E a discussão continuou. Custava-me crer que o homem que sempre abraçou os meus medos e ouviu o soluço da minha alma, permitiu que chegássemos ao extremo. Ainda que com a mente perturbada, eu sabia que algo a mais passava-se. Não posso ter-me enganado sobre o ser afável que ele sempre foi. 
Na manhã seguinte, mal pude ir ao trabalho. Quando acordei, Fernando já tinha partido com algumas peças de roupa e alguns sapatos. Apetecia-me partir também e deixar esta casa que guarda tantos sorrisos belos e abraços íntimos. Desejava ir para um lugar silencioso onde a minha mente pudesse descansar. Sentia-me inválida e mal amada. Perguntava-me constantemente porque Deus fez-me incapaz de conceber. Tinha de concentrar-me no meu trabalho mas não sabia onde buscaria forças para tal.Os dias passaram-se, os meses correram e quando dei por mim, o tempo não o trazia de volta. Cortei contacto directo com ele logo após reparar que as suas roupas já não estavam no nosso guarda-fato. Mas como o amor verdadeiro é superior que qualquer inquietação, perguntava aos seus amigos como ele estava. Três meses após a nossa separação, as minhas duas irmãs aconselharam-me a tirar umas férias e talvez mudar de casa também. Elas olhavam para mim e choravam por dentro ao ver-me aflita sem ele. Então decidi pedir férias de duas semanas e juntei-me à elas numa viagem à Ilhas Maurícias. Talvez encontrasse conforto nesta viagem ou até mesmo uma simples distracção. O meu corpo precisava de um outro lugar, de um outro ar e de uma outra rotina.

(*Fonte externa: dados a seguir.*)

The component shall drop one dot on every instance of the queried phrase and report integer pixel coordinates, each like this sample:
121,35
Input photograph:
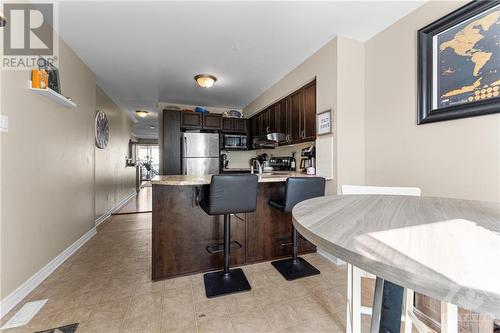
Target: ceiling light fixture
141,113
205,80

Quando de malas prontas à caminho do aeroporto, ao som de Daddy - Emeli Sandé, memórias sobre a noite anterior levaram-me a escrever:

Cheguei à casa e despi-me. Tinha o corpo cansado e a mente mais cansada ainda. Este cansaço consumia-me por dentro. Apetecia-me falar, gritar, chorar e nessa confusão de pensamentos caí na mais perigosa tentação: tu. Não consigo aceitar que acabou. Eu sei que já não me amas mas isso… Sim, essa história cortada repentinamente não me permite viver. Falta tu, as nossas conversas, o nosso ritmo diário. Falta o teu pequeno almoço à mesa, a tua sobremesa que tornou-me especialista e o teu jantar sempre leve na calada da noite. Apetece-me abraçar-te e sentir aquele conforto que só no teu corpo encontrava. Fui ao espelho e mal pude encarar o meu rosto. Então cobri-me com aquela blusa que ofereceste-me no nosso terceiro aniversário e expus o meu corpo. Tenho o corpo nu e a alma mais despida ainda. Tenho os sentimentos agoniados. Chamo-te nos meus sonhos e quando acordo apalpo o teu lado e sinto um vazio que talvez jamais será preenchido. Não sei como será daqui em diante sem os nossos hábitos mais comuns. Quero arranhões nas costas, palmadas no rabo e aquele abraço quente após saboreares o meu corpo com muito amor. Que dor inexplicável!

Não sei nada sobre o amanhã. Mal acompanho o que sou hoje. O meu amor por ele permanece real e intenso. Talvez eu ainda faça parte da vida dele. Se o meu destino é viver sem conceber, espero encontrar um amor que se sacrifique por mim. Os últimos meses têm traído a minha determinação.